In 2019, German ThyssenKrupp initiated a series of investigations into the use of hydrogen in a working blast furnace to minimise carbon emissions from steel production. A particular focus of the first test phase was the effect on plant technology of the use of hydrogen. To this end, injection of hydrogen was tested on one of the 28 tuyères of “Blast furnace 9” at the Duisburg site.

In the second test phase, scheduled to start in 2022, the tests will be extended to all 28 tuyères of the blast furnace to test the viability of the technology for large-scale industrial use. The research will be focused on the impact of hydrogen technology on the metallurgical processes in the blast furnace. The company’s goal is to switch to hydrogen-based steel production by 2050.

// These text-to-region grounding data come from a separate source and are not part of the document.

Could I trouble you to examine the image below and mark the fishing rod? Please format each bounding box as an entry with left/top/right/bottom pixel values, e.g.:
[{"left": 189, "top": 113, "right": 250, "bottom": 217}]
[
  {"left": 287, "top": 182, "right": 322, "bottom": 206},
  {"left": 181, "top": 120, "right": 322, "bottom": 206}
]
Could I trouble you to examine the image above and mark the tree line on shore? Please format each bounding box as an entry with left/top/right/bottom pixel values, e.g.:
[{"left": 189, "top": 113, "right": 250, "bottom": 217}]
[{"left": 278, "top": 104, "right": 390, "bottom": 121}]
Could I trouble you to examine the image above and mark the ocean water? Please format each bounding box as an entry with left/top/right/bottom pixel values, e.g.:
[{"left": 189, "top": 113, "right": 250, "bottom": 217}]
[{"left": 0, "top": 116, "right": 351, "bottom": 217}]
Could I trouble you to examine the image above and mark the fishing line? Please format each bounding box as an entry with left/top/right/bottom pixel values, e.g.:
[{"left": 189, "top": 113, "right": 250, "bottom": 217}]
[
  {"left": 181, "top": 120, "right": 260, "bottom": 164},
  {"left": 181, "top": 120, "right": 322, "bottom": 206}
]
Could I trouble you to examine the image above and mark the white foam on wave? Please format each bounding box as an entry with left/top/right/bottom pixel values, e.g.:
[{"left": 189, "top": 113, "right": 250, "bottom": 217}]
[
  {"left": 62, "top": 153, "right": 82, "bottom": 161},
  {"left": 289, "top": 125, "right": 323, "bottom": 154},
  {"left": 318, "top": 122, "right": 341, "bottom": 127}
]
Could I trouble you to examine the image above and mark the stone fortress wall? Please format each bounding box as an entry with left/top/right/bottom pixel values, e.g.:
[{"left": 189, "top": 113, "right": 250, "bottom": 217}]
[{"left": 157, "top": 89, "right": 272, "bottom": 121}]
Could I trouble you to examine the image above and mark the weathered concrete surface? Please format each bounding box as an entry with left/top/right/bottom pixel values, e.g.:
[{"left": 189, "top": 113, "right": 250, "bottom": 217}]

Although hydrogen is a genuine alternative to coking coal, most of the technology is still in early stages of development with no planned date for commercial production. AME expects economics and scalability to be the major issues when it comes to commercialising the plant, and it will be difficult to replace reliable and cost-effective metallurgical coal in the medium term.

FINEX

The closest competitor to blast furnace technology, with the potential to revolutionise the industry in the short term, is likely to be FINEX. FINEX is a combination of two technologies, the Finmet multiple fluidised bed process and the COREX melter-gasifier. The FINEX process has been in development by POSCO and Siemens VAI since 1992, in which time the technology has progressed from a 1.5tpd lab-scale research unit to a 2Mtpa commercial-scale plant, which has been in operation at the Pohang Steelworks in South Korea since January 2014. POSCO is considering a million-ton demo plant from 2023 and aims to put the eco-friendly steel production system using hydrogen as a reducing agent into actual operation in 2027.

COREX

With COREX, all metallurgical work is carried out in two separate process reactors – the reduction shaft and the melter-gasifier. Iron ore (lump ore, pellets, or a mixture thereof) is charged into the reduction shaft, where it is reduced to direct reduced iron (DRI) by the reduction gas in counterflow. Discharge screws convey the DRI into the melter-gasifier, where final reduction and melting take place, in addition to all other metallurgical reactions. Hot metal and slag are tapped, as in conventional blast furnace practice.

Like hydrogen, all these technologies are in relatively early stages of development, with no large-scale or commercial plants operating at this stage to compete with blast furnace technology. As a result, AME does not expect that these technologies pose an imminent substitution risk to metallurgical coal.